A patient safety study estimates that more than 400,000 American deaths are associated with preventable harm done to patients in hospital settings.
According to the Journal of Patient Safety study, preventable adverse events (PAE’s) contributing to deaths from care in hospitals cause one-sixth of all deaths that occur in the United States each year.
The study’s author, John T. James, PhD, is the founder of Patient Safety America, which provides newsletters on patient safety and advances in medical technology and care that may affect patient safety. The site is dedicated to his 19-year-old son who died by the medical errors of his treating cardiologist in 2002.
The Evidence-based study is based on a compilation of four other studies utilizing the Global Trigger Tool (GTT) in order to assess patient adverse events leading to healthcare harm. The GTT is a standardized method of identifying and measuring adverse event triggers or “clues” documented in former patient records, leading to possible adverse events, according to the Institute for Healthcare Improvement (IHI), who developed the GTT.

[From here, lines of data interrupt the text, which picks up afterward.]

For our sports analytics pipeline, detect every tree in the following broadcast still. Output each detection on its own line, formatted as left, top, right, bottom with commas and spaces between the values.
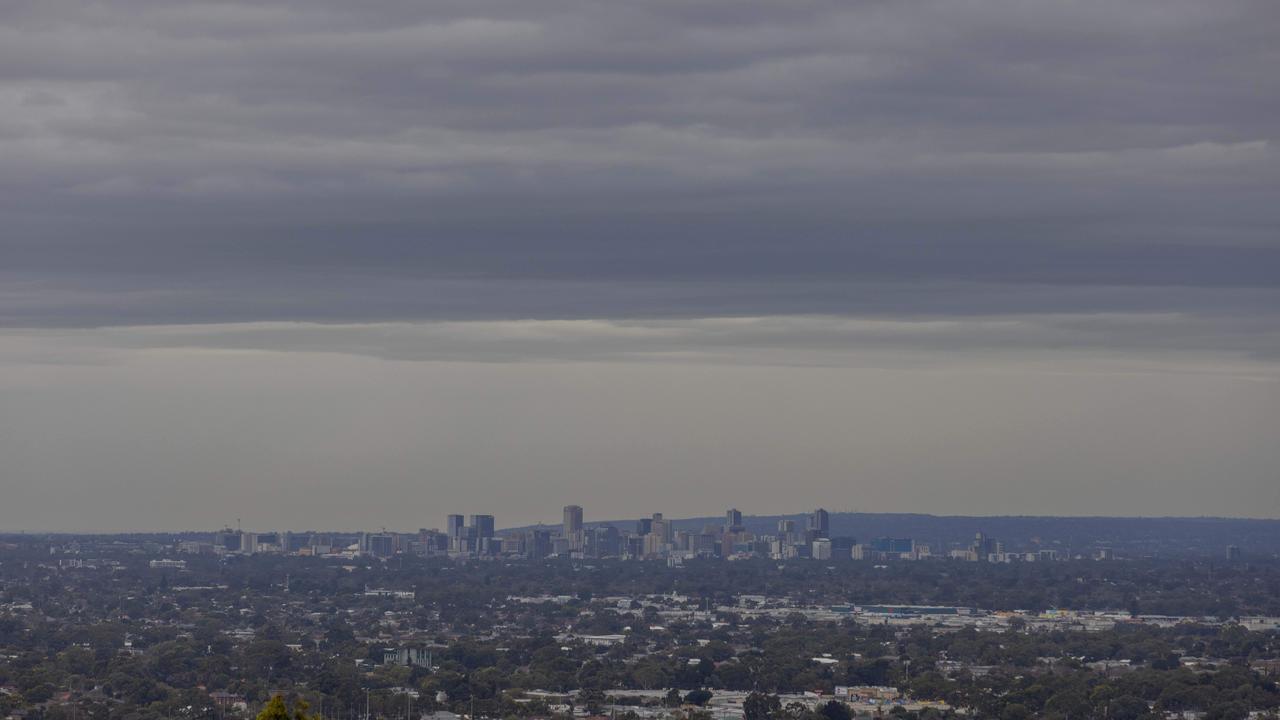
257, 694, 314, 720
820, 700, 854, 720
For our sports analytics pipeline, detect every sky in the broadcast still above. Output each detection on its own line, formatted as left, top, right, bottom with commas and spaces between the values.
0, 0, 1280, 532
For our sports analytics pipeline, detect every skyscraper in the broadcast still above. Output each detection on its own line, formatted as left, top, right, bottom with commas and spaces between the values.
564, 505, 582, 538
808, 507, 831, 538
564, 505, 586, 552
471, 515, 493, 539
724, 507, 742, 533
445, 515, 466, 538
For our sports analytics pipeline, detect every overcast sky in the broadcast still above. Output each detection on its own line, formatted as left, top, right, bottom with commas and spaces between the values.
0, 0, 1280, 532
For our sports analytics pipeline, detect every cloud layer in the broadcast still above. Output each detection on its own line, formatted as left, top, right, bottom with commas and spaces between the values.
0, 0, 1280, 325
0, 0, 1280, 530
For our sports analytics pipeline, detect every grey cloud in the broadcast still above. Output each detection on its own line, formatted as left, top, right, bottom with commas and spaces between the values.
0, 0, 1280, 330
0, 314, 1280, 371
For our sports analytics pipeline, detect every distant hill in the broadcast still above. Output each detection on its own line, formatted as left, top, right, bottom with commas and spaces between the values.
513, 512, 1280, 557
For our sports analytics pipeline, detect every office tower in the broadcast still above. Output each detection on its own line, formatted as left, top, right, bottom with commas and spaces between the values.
445, 515, 466, 538
870, 538, 915, 555
365, 533, 396, 557
214, 528, 241, 552
471, 515, 493, 539
649, 512, 675, 543
582, 525, 622, 557
808, 507, 831, 539
724, 507, 742, 533
809, 538, 831, 560
564, 505, 582, 538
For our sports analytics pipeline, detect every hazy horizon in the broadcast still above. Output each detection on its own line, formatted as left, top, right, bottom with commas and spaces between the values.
0, 0, 1280, 532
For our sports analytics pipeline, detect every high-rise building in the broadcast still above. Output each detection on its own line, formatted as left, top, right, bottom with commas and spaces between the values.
809, 538, 831, 560
870, 538, 915, 555
808, 507, 831, 539
564, 505, 582, 538
444, 515, 466, 538
563, 505, 586, 552
724, 507, 742, 533
471, 515, 494, 539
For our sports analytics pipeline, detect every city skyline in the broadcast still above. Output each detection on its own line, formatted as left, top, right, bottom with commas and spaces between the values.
0, 0, 1280, 530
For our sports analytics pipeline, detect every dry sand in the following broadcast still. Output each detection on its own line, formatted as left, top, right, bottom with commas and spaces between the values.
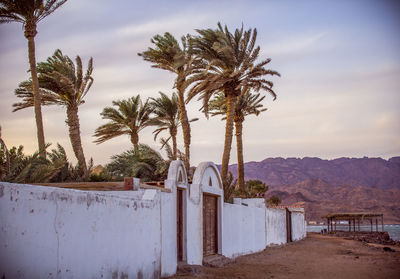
171, 234, 400, 279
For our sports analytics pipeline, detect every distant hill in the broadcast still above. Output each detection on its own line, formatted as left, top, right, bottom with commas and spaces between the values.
229, 157, 400, 189
229, 157, 400, 223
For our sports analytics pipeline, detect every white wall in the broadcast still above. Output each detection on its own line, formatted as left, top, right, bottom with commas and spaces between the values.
222, 203, 266, 257
292, 211, 306, 241
0, 161, 306, 278
0, 182, 164, 278
265, 208, 286, 245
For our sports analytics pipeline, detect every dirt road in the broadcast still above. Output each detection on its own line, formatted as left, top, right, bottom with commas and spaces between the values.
171, 234, 400, 279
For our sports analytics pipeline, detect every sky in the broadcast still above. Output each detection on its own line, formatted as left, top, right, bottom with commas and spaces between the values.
0, 0, 400, 165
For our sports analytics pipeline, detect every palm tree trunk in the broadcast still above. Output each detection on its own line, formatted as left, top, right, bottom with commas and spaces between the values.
66, 106, 88, 179
170, 127, 177, 160
178, 89, 190, 173
25, 22, 46, 158
221, 94, 237, 184
131, 132, 139, 154
235, 121, 245, 194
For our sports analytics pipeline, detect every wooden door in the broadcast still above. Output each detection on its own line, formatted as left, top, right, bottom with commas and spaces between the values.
203, 194, 218, 256
286, 208, 292, 243
176, 189, 183, 261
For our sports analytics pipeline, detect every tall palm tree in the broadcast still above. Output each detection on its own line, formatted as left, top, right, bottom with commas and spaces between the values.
209, 90, 267, 194
187, 23, 279, 186
0, 0, 67, 158
150, 92, 180, 160
0, 126, 10, 176
138, 32, 202, 172
13, 49, 93, 178
94, 95, 152, 152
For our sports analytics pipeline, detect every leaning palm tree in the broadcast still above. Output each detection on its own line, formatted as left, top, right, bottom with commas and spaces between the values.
209, 91, 267, 194
94, 95, 152, 152
0, 126, 10, 179
13, 49, 93, 179
187, 23, 279, 185
0, 0, 67, 158
138, 32, 202, 172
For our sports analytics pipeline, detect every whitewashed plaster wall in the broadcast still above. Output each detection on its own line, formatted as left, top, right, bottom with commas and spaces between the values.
291, 211, 306, 241
222, 199, 266, 257
0, 182, 162, 278
265, 208, 286, 245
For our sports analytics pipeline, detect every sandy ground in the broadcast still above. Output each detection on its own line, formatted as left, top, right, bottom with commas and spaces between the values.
171, 234, 400, 279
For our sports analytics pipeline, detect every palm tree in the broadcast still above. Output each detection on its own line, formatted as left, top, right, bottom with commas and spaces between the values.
94, 95, 152, 152
138, 32, 202, 172
150, 92, 180, 160
0, 126, 10, 179
13, 49, 93, 179
209, 90, 267, 194
187, 23, 279, 186
105, 144, 170, 181
0, 0, 67, 158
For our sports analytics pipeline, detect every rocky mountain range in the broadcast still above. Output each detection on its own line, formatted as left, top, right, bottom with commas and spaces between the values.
230, 157, 400, 223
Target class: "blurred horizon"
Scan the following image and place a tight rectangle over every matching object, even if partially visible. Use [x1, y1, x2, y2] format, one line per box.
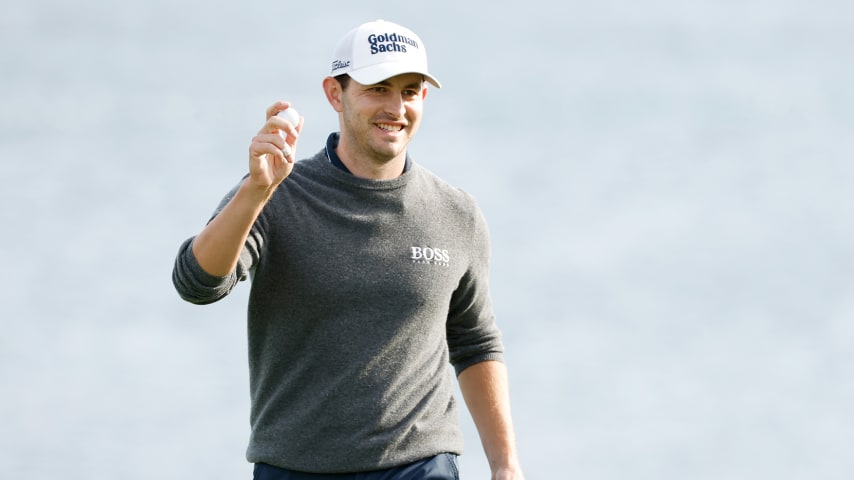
[0, 0, 854, 480]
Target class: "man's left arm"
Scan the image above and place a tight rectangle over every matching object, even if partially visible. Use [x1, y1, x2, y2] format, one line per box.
[457, 360, 524, 480]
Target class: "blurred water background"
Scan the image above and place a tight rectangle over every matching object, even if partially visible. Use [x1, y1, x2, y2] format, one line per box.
[0, 0, 854, 480]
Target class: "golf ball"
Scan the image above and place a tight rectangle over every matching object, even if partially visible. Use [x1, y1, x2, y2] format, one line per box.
[276, 108, 299, 126]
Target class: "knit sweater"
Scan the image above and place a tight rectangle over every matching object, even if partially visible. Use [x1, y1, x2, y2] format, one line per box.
[173, 142, 503, 473]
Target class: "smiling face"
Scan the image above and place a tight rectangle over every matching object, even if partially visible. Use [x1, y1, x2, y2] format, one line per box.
[324, 73, 427, 178]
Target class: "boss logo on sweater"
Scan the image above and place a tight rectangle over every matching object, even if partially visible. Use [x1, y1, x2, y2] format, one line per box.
[409, 247, 451, 267]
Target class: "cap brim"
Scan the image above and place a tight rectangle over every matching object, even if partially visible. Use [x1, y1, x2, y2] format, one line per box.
[347, 63, 442, 88]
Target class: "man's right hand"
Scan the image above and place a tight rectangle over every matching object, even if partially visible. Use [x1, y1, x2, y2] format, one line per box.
[247, 102, 304, 195]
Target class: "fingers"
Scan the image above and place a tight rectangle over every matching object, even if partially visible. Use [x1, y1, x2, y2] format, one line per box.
[249, 135, 293, 163]
[267, 102, 291, 120]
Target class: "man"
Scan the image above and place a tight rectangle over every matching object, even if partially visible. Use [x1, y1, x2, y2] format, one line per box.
[173, 21, 522, 480]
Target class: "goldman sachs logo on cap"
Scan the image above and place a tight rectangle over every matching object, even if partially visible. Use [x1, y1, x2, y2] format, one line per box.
[368, 33, 418, 55]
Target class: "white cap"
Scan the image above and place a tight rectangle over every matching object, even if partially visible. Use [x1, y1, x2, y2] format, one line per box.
[332, 20, 442, 88]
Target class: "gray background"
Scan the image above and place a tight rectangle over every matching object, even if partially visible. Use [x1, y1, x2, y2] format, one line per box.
[0, 0, 854, 480]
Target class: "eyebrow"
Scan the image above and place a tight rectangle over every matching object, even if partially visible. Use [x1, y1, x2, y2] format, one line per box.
[374, 78, 424, 88]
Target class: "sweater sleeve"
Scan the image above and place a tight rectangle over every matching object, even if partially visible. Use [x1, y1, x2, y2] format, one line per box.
[172, 178, 263, 305]
[446, 202, 504, 375]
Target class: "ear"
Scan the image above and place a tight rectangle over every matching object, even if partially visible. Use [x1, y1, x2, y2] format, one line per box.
[323, 77, 344, 113]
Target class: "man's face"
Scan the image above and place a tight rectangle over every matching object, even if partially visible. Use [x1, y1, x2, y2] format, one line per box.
[341, 73, 427, 163]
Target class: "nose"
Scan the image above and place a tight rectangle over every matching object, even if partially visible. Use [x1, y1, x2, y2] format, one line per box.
[385, 93, 406, 118]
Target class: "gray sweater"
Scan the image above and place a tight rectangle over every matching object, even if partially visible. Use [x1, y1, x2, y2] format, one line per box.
[173, 143, 502, 473]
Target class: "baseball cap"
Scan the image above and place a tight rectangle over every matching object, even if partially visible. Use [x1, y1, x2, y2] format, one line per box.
[332, 20, 442, 88]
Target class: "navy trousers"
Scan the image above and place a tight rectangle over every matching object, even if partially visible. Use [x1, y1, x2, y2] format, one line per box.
[253, 453, 460, 480]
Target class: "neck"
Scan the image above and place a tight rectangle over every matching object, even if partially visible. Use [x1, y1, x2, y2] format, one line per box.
[335, 135, 406, 180]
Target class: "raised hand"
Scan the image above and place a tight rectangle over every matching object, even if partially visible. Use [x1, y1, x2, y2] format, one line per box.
[247, 102, 304, 193]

Interestingly, the study referenced another source that found that patients reported 3 times as many preventable adverse events than were indicated in their medical records. The study also found that more errors were identified by direct observation rather than by the inspection of medical records. The study also noted a national survey that found that physicians often refuse to report serious adverse events, with cardiologist being the highest of the non-reporting groups.
The Office of Inspector General reported that 86 percent of patient harm events were not reported by hospital staff as they either did not perceive the event as reportable, or did not report an event that was commonly reported, in its 2012 report Hospital Incident Reporting Systems Do Not Capture Most Patient Harm.